The Nigeria Labour Congress (NLC) has slammed Governor Nasir El-Rufai of Kaduna State for setting up a Judicial Commission of Inquiry to look into the causes of its warning strike action over the mass sack and anti-Labour practices in the state.
A statement issued by the NLC President, Comrade Ayuba Wabba, on Monday in Abuja, described the setting up of the commission of Inquiry as “an abuse of executive powers of a governor and a waste of the resources of the state.”
Wabba noted that governor El-Rufai cannot be a judge in his own case, adding that the action was a joke taken too far.
Against this background, the NLC president said the statutory notice given by our National Executive Council on the strike/protest action, effective from 22 June 2021 still stands.
Wabba, therefore, called on all its affiliate trade unions and members across the country to step up mobilisation.

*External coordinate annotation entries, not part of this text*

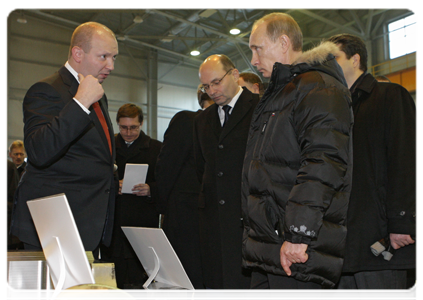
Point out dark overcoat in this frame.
[194,88,259,292]
[343,74,420,272]
[102,131,162,259]
[156,110,205,293]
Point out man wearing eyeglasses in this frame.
[101,103,162,293]
[194,55,259,300]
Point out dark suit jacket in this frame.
[12,67,115,250]
[4,159,19,247]
[156,110,205,293]
[194,88,259,292]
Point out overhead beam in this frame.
[348,8,364,34]
[296,8,361,35]
[147,8,248,45]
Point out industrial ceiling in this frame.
[8,8,419,69]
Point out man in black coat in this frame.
[101,103,162,296]
[329,34,420,300]
[12,22,118,251]
[194,55,259,300]
[156,90,214,300]
[242,13,353,300]
[9,140,26,178]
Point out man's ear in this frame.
[72,46,84,63]
[232,69,239,82]
[351,53,360,68]
[279,34,291,53]
[253,82,260,94]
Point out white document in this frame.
[122,227,194,291]
[27,194,95,299]
[122,164,148,194]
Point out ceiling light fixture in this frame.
[229,28,241,35]
[190,50,200,56]
[133,16,144,24]
[16,9,28,24]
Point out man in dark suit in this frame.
[4,159,23,250]
[156,85,214,300]
[194,55,259,300]
[12,22,118,250]
[100,103,162,297]
[9,140,26,178]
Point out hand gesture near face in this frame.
[75,74,104,109]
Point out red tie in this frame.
[93,102,112,154]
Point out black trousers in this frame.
[247,270,322,300]
[328,270,407,300]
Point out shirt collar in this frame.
[219,86,243,110]
[65,61,80,83]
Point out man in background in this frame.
[194,55,259,300]
[156,87,214,300]
[242,13,353,300]
[101,103,162,296]
[12,22,118,251]
[9,140,26,178]
[329,34,420,300]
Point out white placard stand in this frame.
[27,194,95,300]
[122,227,194,299]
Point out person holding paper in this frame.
[101,103,162,292]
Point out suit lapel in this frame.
[206,104,222,139]
[59,66,115,161]
[90,95,115,161]
[220,91,252,140]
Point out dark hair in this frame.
[239,72,264,96]
[217,54,236,72]
[328,33,367,72]
[9,140,25,152]
[253,13,303,51]
[197,83,212,108]
[116,103,144,124]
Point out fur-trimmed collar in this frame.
[292,41,339,66]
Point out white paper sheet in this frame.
[122,164,148,194]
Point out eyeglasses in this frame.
[200,69,233,93]
[119,125,141,131]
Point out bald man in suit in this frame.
[11,22,118,251]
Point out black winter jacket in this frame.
[343,74,420,272]
[242,43,353,287]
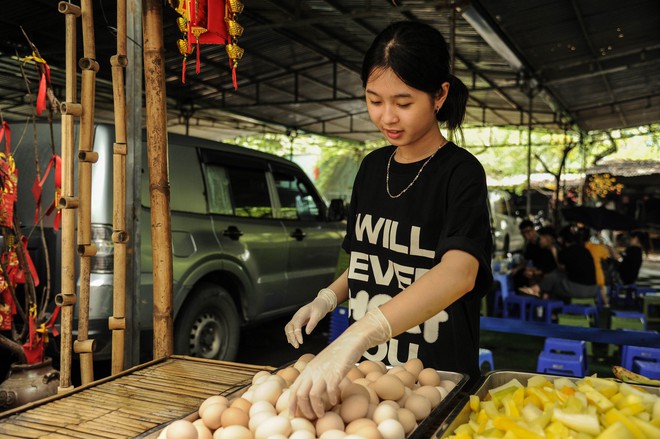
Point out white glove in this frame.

He said: “Without prejudice to the right of a state government to set up a commission of inquiry, and although we have the greatest respect for the Chairman of the Commission, Justice Ishaq Bello and members of the Commission (save hirelings/hatchet men), we would think this is a joke taken too far, abuse of executive powers of a governor and a waste of the resources of the state.

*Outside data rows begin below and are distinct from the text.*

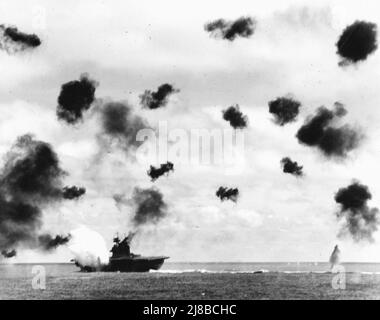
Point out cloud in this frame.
[0,135,72,250]
[335,181,380,242]
[132,187,168,227]
[204,17,256,41]
[296,103,362,158]
[268,97,301,126]
[57,73,98,124]
[140,83,179,109]
[0,24,41,53]
[215,187,239,202]
[336,21,377,66]
[99,101,149,150]
[281,157,303,177]
[148,161,174,181]
[63,186,86,200]
[222,105,248,129]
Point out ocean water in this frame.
[0,262,380,299]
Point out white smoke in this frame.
[330,245,340,268]
[69,226,109,266]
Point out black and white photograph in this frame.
[0,0,380,304]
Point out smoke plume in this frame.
[69,227,109,267]
[335,181,379,241]
[216,187,239,202]
[0,135,72,250]
[148,161,174,181]
[329,245,340,269]
[223,104,248,129]
[281,157,303,177]
[296,103,362,158]
[0,24,41,53]
[63,186,86,200]
[336,21,377,66]
[38,234,71,251]
[268,97,301,126]
[1,249,17,259]
[204,17,256,41]
[57,73,98,124]
[100,102,149,149]
[132,187,167,227]
[140,83,179,109]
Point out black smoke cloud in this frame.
[132,187,168,227]
[0,24,41,53]
[62,186,86,200]
[336,21,377,66]
[57,73,98,124]
[0,135,71,250]
[100,102,149,150]
[222,105,248,129]
[268,97,301,126]
[335,181,380,242]
[204,17,256,41]
[281,157,303,177]
[215,187,239,202]
[296,103,362,158]
[140,83,179,109]
[148,161,174,181]
[1,249,17,259]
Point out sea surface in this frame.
[0,262,380,300]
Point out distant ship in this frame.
[74,235,169,272]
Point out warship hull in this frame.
[75,257,168,272]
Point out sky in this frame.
[0,0,380,262]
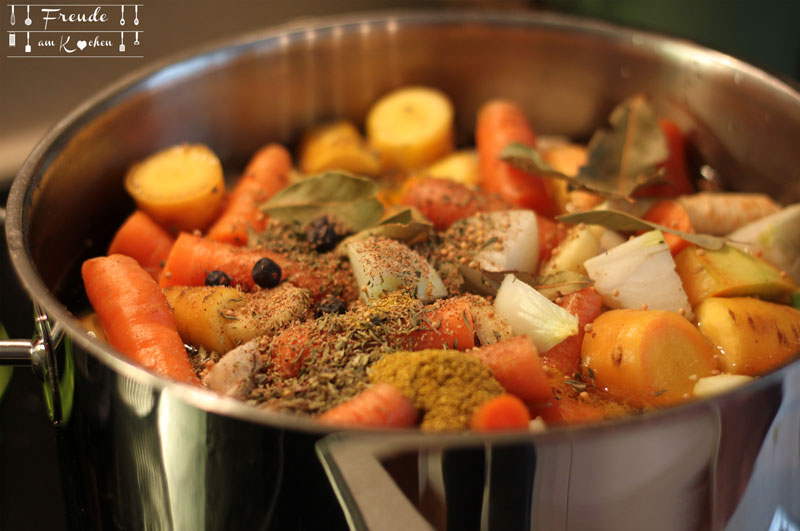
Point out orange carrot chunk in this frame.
[208,144,292,245]
[541,288,603,376]
[400,177,511,230]
[108,210,175,280]
[81,254,200,385]
[469,394,531,431]
[643,199,694,256]
[475,100,558,217]
[317,383,417,428]
[469,336,553,404]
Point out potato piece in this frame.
[423,150,481,188]
[223,283,311,345]
[164,286,244,352]
[367,87,453,170]
[697,297,800,376]
[300,120,381,175]
[581,310,716,407]
[125,144,225,231]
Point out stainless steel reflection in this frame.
[6,12,800,529]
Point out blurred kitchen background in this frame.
[0,0,800,530]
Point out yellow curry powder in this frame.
[369,350,504,431]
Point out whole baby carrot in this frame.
[208,144,292,245]
[81,254,200,385]
[317,382,417,428]
[475,100,558,217]
[108,210,175,280]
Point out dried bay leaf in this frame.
[262,172,383,231]
[556,210,725,250]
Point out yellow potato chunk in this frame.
[125,144,225,231]
[367,87,453,170]
[695,297,800,376]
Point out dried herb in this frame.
[500,95,669,198]
[262,172,383,231]
[556,210,725,250]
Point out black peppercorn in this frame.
[314,297,347,318]
[306,216,344,253]
[253,258,281,288]
[206,269,231,286]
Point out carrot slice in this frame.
[468,336,553,404]
[317,382,417,428]
[400,177,511,230]
[469,394,531,431]
[208,144,292,245]
[108,210,175,280]
[81,254,200,385]
[541,288,603,376]
[643,199,694,256]
[475,100,558,217]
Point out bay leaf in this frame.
[556,210,725,250]
[262,172,383,231]
[500,95,669,198]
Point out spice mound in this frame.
[370,350,504,431]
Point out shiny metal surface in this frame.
[6,12,800,529]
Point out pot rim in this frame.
[6,10,800,444]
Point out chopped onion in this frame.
[494,275,578,352]
[475,210,539,273]
[583,230,692,318]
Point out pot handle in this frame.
[0,304,71,424]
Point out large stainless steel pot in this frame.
[3,12,800,529]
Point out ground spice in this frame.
[369,350,504,431]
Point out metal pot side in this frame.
[6,12,800,529]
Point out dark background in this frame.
[0,0,800,530]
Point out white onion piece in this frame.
[494,275,578,352]
[583,230,692,319]
[727,203,800,282]
[475,210,539,273]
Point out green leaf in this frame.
[500,95,669,198]
[262,172,383,231]
[459,265,592,301]
[556,210,725,250]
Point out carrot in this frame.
[541,288,603,376]
[160,232,320,291]
[633,118,694,197]
[581,310,717,407]
[108,210,175,280]
[642,199,694,256]
[469,394,531,431]
[208,144,292,245]
[400,177,510,230]
[81,254,200,385]
[536,215,569,264]
[468,336,553,404]
[317,382,417,428]
[475,100,558,217]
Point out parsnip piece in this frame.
[164,286,244,352]
[423,150,481,188]
[692,374,753,398]
[300,120,381,175]
[697,297,800,376]
[367,87,453,170]
[678,192,780,236]
[125,144,225,231]
[581,310,716,407]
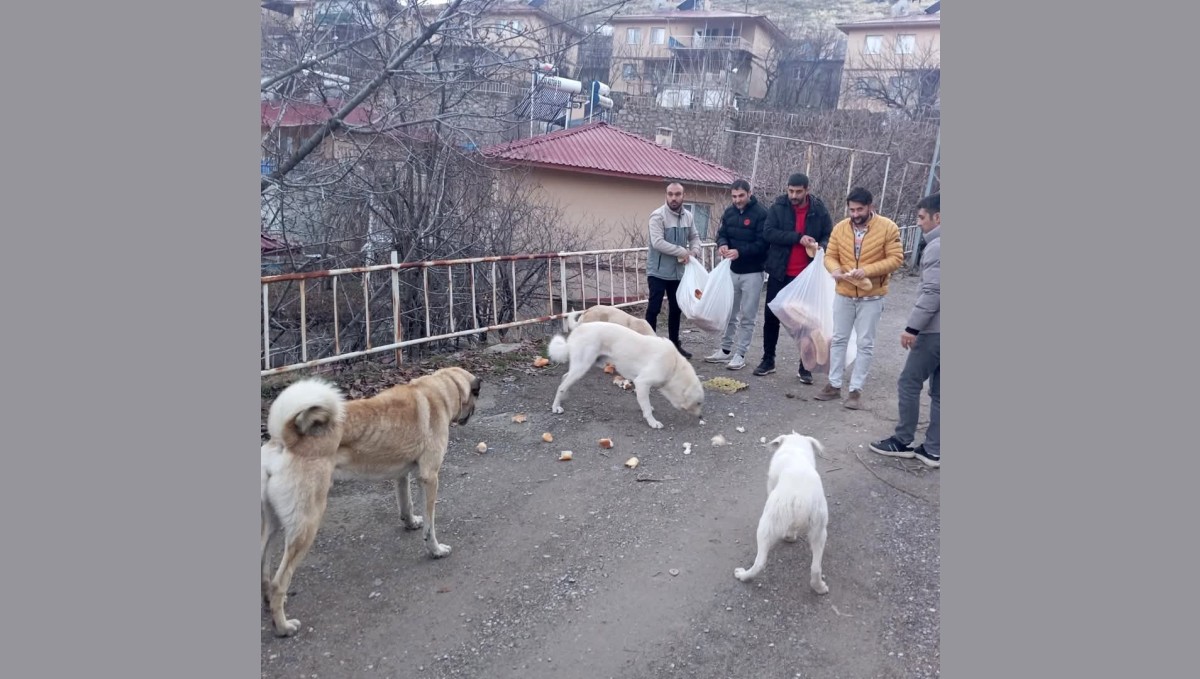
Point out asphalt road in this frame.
[262,271,936,679]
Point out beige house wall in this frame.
[501,168,730,250]
[838,23,942,112]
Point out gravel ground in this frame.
[262,271,936,679]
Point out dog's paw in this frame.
[275,619,300,637]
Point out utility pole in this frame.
[925,124,942,196]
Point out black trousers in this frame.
[646,276,683,347]
[762,276,796,361]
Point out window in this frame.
[683,203,712,240]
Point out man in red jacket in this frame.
[754,173,833,384]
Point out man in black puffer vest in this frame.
[754,173,833,384]
[704,179,767,371]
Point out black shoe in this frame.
[754,359,775,377]
[870,437,914,457]
[912,444,942,467]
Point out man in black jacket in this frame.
[704,179,767,371]
[754,173,833,384]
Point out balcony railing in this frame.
[671,35,754,52]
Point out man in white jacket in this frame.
[871,193,942,467]
[646,182,701,359]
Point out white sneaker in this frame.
[704,349,730,363]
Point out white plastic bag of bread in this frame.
[767,250,857,373]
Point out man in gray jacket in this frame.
[646,182,701,359]
[871,193,942,467]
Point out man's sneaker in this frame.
[842,391,863,410]
[869,437,913,457]
[704,349,733,363]
[912,444,942,467]
[812,383,841,401]
[754,359,775,377]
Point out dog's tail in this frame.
[266,378,346,447]
[546,335,571,363]
[566,310,583,332]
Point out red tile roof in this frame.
[262,100,371,128]
[482,122,738,186]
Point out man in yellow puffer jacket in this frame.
[814,187,904,410]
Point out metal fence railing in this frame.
[260,242,715,375]
[259,233,920,375]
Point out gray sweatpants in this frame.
[721,271,762,357]
[894,332,942,455]
[829,295,887,391]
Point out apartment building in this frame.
[610,10,788,108]
[838,1,942,118]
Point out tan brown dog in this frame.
[262,367,482,636]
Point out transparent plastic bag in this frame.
[679,259,733,334]
[676,257,708,318]
[767,250,858,373]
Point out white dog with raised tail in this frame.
[733,431,829,594]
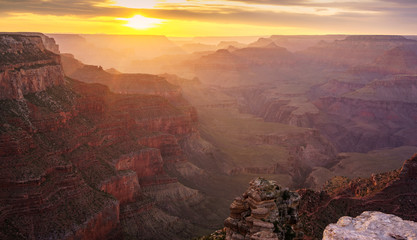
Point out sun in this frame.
[118,15,165,30]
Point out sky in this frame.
[0,0,417,37]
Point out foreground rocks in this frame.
[224,178,303,240]
[298,154,417,239]
[323,212,417,240]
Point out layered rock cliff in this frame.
[323,212,417,240]
[0,34,208,239]
[224,178,303,240]
[298,155,417,239]
[0,34,64,99]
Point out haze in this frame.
[0,0,417,37]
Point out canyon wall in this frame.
[0,34,64,99]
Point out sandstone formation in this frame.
[0,34,64,99]
[298,155,417,239]
[0,34,206,239]
[224,178,303,240]
[323,212,417,240]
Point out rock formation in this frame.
[224,178,303,240]
[323,212,417,240]
[298,155,417,239]
[0,34,207,239]
[0,34,64,99]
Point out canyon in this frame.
[0,33,417,239]
[0,34,221,239]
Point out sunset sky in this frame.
[0,0,417,37]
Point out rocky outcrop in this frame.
[224,178,303,240]
[323,212,417,240]
[0,34,64,99]
[303,35,417,66]
[0,35,201,239]
[298,155,417,239]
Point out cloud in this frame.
[0,0,417,33]
[0,0,132,16]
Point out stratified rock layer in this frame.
[323,212,417,240]
[0,34,201,239]
[224,178,302,240]
[0,34,64,99]
[298,155,417,239]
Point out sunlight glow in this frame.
[117,15,165,30]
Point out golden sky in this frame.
[0,0,417,37]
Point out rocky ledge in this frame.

“But then, this trend would seem to be a logical sequence to the powers (that he wrongfully appropriated) that made him declare wanted Labour leaders during the warning strike.
“But besides this, we would want to state unequivocally that the warning strike was purely a Labour dispute and industrial relations action legitimised by the 1999 constitution (as amended) and the corpus of our Labour Law as the rights to strike and protest by workers and their trade unions are universal rights guaranteed by the provisions of international labour conventions which Nigeria has ratified. Similarly, the process that led to the action was legally or lawfully competent.”
Wabba advised Governor El-Rufai to approach the Court of law if he felt that the event should become a subject of litigation.
He said: “In the unlikely event that it became a subject of litigation, the appropriate judicial body would be a court of competent jurisdiction as provided for by the 1999 constitution, (as amended) as El-Rufai cannot be a judicial body. More so is the fact that Labour and industrial relations issues are on the Exclusive Legislative List.”
Wabba urged the governor to approach the National Industrial Court which is vested with powers to invoke global best practices in resolving disputes through adjudication.